Pico Bogue, 4. Pico Love / Dominique Roques, Alexis Dormal


Couverture de l'album
    Pico Bogue, sa petite soeur Ana Ana, ses parents et son petit univers nous reviennent pour un quatrième tome qui annonce la couleur : l'amour, ses délices et ses tourments. Surtout quand on est un garçon (comment comprendre les filles ?), et surtout quand on on est un enfant (tout ça, c'est des affaires de grands ?) Pico est ici troublé par la blonde Lucie, au point de laisser échapper de jolis lapsus : « Lucie, je peux t'aimer ?... Heu... t'aider ? » Mais rien n'est simple, car Lucie ne veut pas jouer avec lui sous prétexte qu'il est mauvais élève... Ana Ana, elle, partage avec ses copines des théories beaucoup plus simples sur la question : « moi, j'ai une pierre à la place du cœur. Mais pour que je la jette sous des roues, il faudra au moins une Ferrari ». Ce qui ne laisse pas d'inquiéter ses géniteurs, quand elle explique toute candide qu'elle a fait une liste des mots (perfide, sordide, vandale, et surtout toxique, qu'elle trouve trop mignon) dont elle est tombée amoureuse. Elle ne sait pas ce qu'ils signifient, mais elle les aime parce qu'ils sont beaux...
    Ce tome, comme les précédents, égrenne des instants de vie à hauteur d'enfance (voir dans le tome 3 - Question d'équilibre - le jardin immaculé par la première neige, complètement piétiné à l'issue d'une fameuse partie de boules de neige !), sans grands événements, juste pour le bonheur de la chronique.
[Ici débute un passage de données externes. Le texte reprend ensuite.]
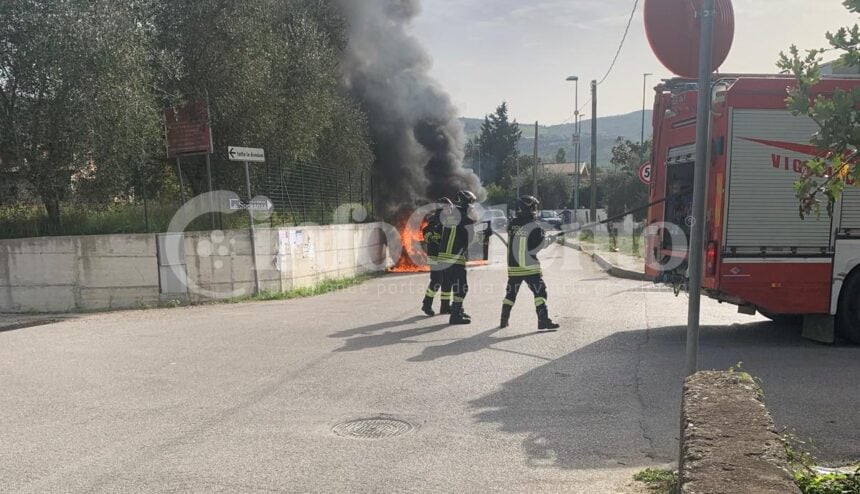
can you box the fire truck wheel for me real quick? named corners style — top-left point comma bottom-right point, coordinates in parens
top-left (836, 271), bottom-right (860, 344)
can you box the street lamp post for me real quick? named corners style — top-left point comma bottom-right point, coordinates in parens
top-left (641, 73), bottom-right (652, 165)
top-left (566, 75), bottom-right (580, 212)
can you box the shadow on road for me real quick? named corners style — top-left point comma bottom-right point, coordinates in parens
top-left (407, 328), bottom-right (539, 362)
top-left (469, 320), bottom-right (860, 470)
top-left (328, 315), bottom-right (429, 339)
top-left (332, 323), bottom-right (451, 353)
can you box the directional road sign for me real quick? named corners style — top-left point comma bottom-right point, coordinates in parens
top-left (229, 198), bottom-right (273, 211)
top-left (228, 146), bottom-right (266, 163)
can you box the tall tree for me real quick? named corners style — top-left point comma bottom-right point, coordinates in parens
top-left (604, 138), bottom-right (649, 220)
top-left (0, 0), bottom-right (161, 227)
top-left (466, 102), bottom-right (521, 185)
top-left (153, 0), bottom-right (372, 193)
top-left (778, 0), bottom-right (860, 217)
top-left (610, 137), bottom-right (651, 173)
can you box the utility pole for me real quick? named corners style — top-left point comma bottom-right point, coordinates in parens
top-left (590, 80), bottom-right (598, 223)
top-left (641, 73), bottom-right (652, 165)
top-left (567, 75), bottom-right (580, 212)
top-left (686, 0), bottom-right (716, 377)
top-left (533, 121), bottom-right (539, 197)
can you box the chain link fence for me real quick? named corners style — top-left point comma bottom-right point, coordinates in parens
top-left (260, 160), bottom-right (374, 226)
top-left (0, 161), bottom-right (375, 240)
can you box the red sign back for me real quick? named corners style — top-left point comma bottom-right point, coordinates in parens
top-left (164, 102), bottom-right (213, 158)
top-left (644, 0), bottom-right (735, 78)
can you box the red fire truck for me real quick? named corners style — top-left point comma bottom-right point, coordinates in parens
top-left (645, 74), bottom-right (860, 343)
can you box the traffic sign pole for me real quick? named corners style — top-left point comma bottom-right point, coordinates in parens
top-left (244, 160), bottom-right (261, 296)
top-left (686, 0), bottom-right (716, 377)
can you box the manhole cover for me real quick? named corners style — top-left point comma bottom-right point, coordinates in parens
top-left (332, 417), bottom-right (414, 439)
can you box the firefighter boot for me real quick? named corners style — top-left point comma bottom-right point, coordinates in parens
top-left (500, 305), bottom-right (512, 329)
top-left (421, 298), bottom-right (435, 317)
top-left (537, 306), bottom-right (560, 332)
top-left (440, 299), bottom-right (451, 315)
top-left (449, 303), bottom-right (471, 325)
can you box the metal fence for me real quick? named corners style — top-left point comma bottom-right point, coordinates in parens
top-left (260, 161), bottom-right (374, 226)
top-left (0, 161), bottom-right (375, 240)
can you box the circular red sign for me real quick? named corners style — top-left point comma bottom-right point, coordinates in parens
top-left (644, 0), bottom-right (735, 78)
top-left (639, 162), bottom-right (652, 185)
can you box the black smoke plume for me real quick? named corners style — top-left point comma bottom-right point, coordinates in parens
top-left (335, 0), bottom-right (484, 220)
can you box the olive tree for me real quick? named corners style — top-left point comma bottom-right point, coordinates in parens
top-left (778, 0), bottom-right (860, 217)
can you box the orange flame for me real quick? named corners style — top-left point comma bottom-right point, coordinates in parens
top-left (390, 218), bottom-right (430, 273)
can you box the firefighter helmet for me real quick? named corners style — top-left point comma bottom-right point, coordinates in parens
top-left (516, 195), bottom-right (540, 217)
top-left (436, 197), bottom-right (454, 210)
top-left (454, 190), bottom-right (477, 208)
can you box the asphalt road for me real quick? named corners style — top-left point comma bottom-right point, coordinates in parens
top-left (1, 242), bottom-right (858, 493)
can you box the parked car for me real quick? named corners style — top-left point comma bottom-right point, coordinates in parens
top-left (481, 209), bottom-right (508, 231)
top-left (538, 210), bottom-right (562, 230)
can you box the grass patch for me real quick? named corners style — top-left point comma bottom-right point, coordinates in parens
top-left (209, 274), bottom-right (377, 308)
top-left (245, 275), bottom-right (373, 302)
top-left (633, 469), bottom-right (679, 494)
top-left (578, 231), bottom-right (645, 258)
top-left (785, 434), bottom-right (860, 494)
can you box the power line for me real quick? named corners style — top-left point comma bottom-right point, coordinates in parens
top-left (597, 0), bottom-right (640, 86)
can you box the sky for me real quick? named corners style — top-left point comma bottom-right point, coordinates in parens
top-left (410, 0), bottom-right (853, 125)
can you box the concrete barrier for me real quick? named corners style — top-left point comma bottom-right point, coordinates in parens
top-left (0, 223), bottom-right (392, 313)
top-left (680, 371), bottom-right (800, 494)
top-left (0, 234), bottom-right (160, 312)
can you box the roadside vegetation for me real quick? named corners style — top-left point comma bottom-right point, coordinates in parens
top-left (577, 230), bottom-right (645, 259)
top-left (785, 435), bottom-right (860, 494)
top-left (235, 275), bottom-right (374, 303)
top-left (154, 274), bottom-right (375, 311)
top-left (0, 0), bottom-right (372, 236)
top-left (633, 468), bottom-right (679, 494)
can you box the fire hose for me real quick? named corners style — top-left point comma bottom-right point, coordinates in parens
top-left (488, 190), bottom-right (688, 248)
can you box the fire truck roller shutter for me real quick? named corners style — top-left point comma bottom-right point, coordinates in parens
top-left (725, 109), bottom-right (833, 255)
top-left (840, 187), bottom-right (860, 233)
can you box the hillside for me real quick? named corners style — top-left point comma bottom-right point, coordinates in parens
top-left (461, 110), bottom-right (653, 167)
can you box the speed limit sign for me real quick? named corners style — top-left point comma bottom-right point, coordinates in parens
top-left (638, 162), bottom-right (652, 185)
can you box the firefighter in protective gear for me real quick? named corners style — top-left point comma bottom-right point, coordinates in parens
top-left (421, 198), bottom-right (453, 316)
top-left (440, 190), bottom-right (477, 325)
top-left (500, 195), bottom-right (561, 331)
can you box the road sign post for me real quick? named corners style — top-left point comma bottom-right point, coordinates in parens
top-left (229, 147), bottom-right (266, 295)
top-left (686, 0), bottom-right (716, 378)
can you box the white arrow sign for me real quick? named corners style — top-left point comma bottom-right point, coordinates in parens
top-left (228, 146), bottom-right (265, 163)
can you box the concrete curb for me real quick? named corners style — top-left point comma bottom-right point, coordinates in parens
top-left (680, 371), bottom-right (800, 493)
top-left (564, 241), bottom-right (651, 282)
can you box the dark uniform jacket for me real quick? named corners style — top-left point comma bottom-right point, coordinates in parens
top-left (439, 210), bottom-right (473, 266)
top-left (507, 216), bottom-right (549, 277)
top-left (422, 214), bottom-right (443, 266)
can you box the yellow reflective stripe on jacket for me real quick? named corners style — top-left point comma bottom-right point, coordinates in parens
top-left (445, 228), bottom-right (457, 254)
top-left (517, 233), bottom-right (528, 270)
top-left (438, 253), bottom-right (466, 265)
top-left (508, 266), bottom-right (542, 276)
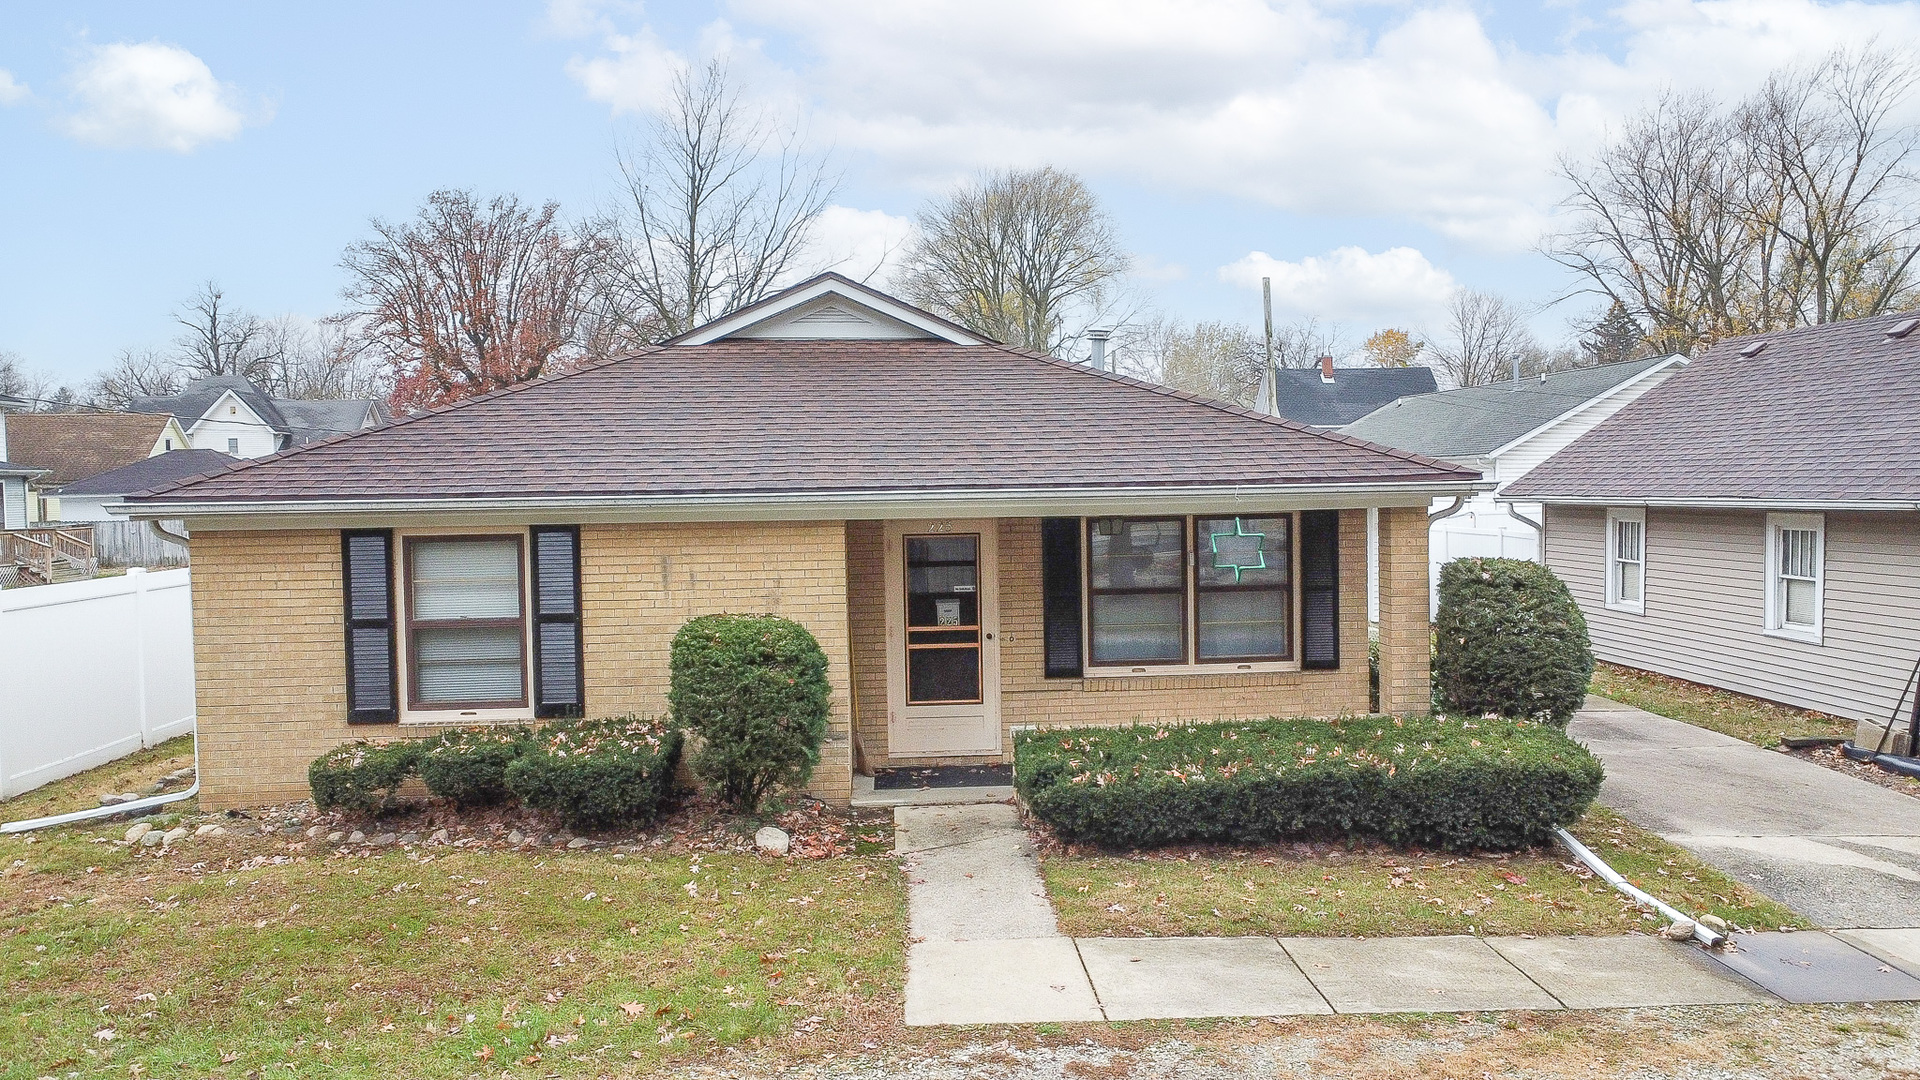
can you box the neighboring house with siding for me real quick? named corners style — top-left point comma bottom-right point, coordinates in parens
top-left (119, 273), bottom-right (1481, 810)
top-left (128, 376), bottom-right (388, 460)
top-left (1505, 312), bottom-right (1920, 754)
top-left (54, 449), bottom-right (234, 522)
top-left (1341, 356), bottom-right (1687, 608)
top-left (0, 413), bottom-right (44, 530)
top-left (2, 412), bottom-right (190, 523)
Ici ou là, on retrouve les théories à n'en plus finir chères à Pico, comme cette confrontation verbale sur l'anticonformisme qui l'oppose à un maître-nageur banalement désireux de le voir se mettre à l'eau comme tout le monde... On reconnaît aussi les aphorismes qui signent le personnage, en butte à ses habituels soucis : « la beauté des choses n'existe que dans l'esprit de celui qui contemple ces choses ». « Faudra pas oublier cette phrase quand tu contempleras mon bulletin », déclare-t-il à sa mère. Saveur de la série, l'efficacité visuelle est particulièrement nette dans cette bande, un plan américain dans lequel, par la force des choses, on n'aperçoit de Pico que le tignasse ébouriffée et le nez en l'air. Une efficacité qui s'exprime également dans la double page montrant Pico et sa sœur qui jouent au foot sur une plage. Outre la délicatesse de la mise en couleurs, le choix du cadrage et l'économie de moyens sont une vraie réussite : on voit Pico shooter systématiquement au-dessus de la tête d'Ana Ana, la petite fille qui court après le ballon s'appliquer le renvoyer aussi loin que possible, jusqu'à la grimace finale quand, suite à un coup de pied moins vigoureux que les autres, le ballon s'arrête à mi-chemin et que le grand frère ne fait pas un pas pour aller le chercher... La subtilité du graphisme et l'équilibre des couleurs aquarellées rappellent évidemment Sempé. Comme avec lui, les planches de Roques et Dormal passent avec bonheur le test de l'agrandissement, se contemplant en exposition comme de mini-tableaux pleins d'humour et de douceur.

    Peut-être un peu moins drôle que les tomes précédents, cet album se déguste toutefois avec grand plaisir. Il touche les enfants même jeunes (j'en ai vu dans l'expo qui se faisaient lire avec délices les bulles par leurs parents). Il sera donc tout-à-fait accessible en collège, et lisible jusqu'à un âge avancé (je me demande néanmoins dans quelle mesure il peut rencontrer le lectorat intermédiaire, plus dans l'enfance et pas encore dans les préoccupations de l'âge adulte ?)


Références :
Pico Bogue, 4. Pico Love / Dominique Roques, Alexis Dormal. Dargaud, 2010. 11,55 €. 978-2-2205-06521-3.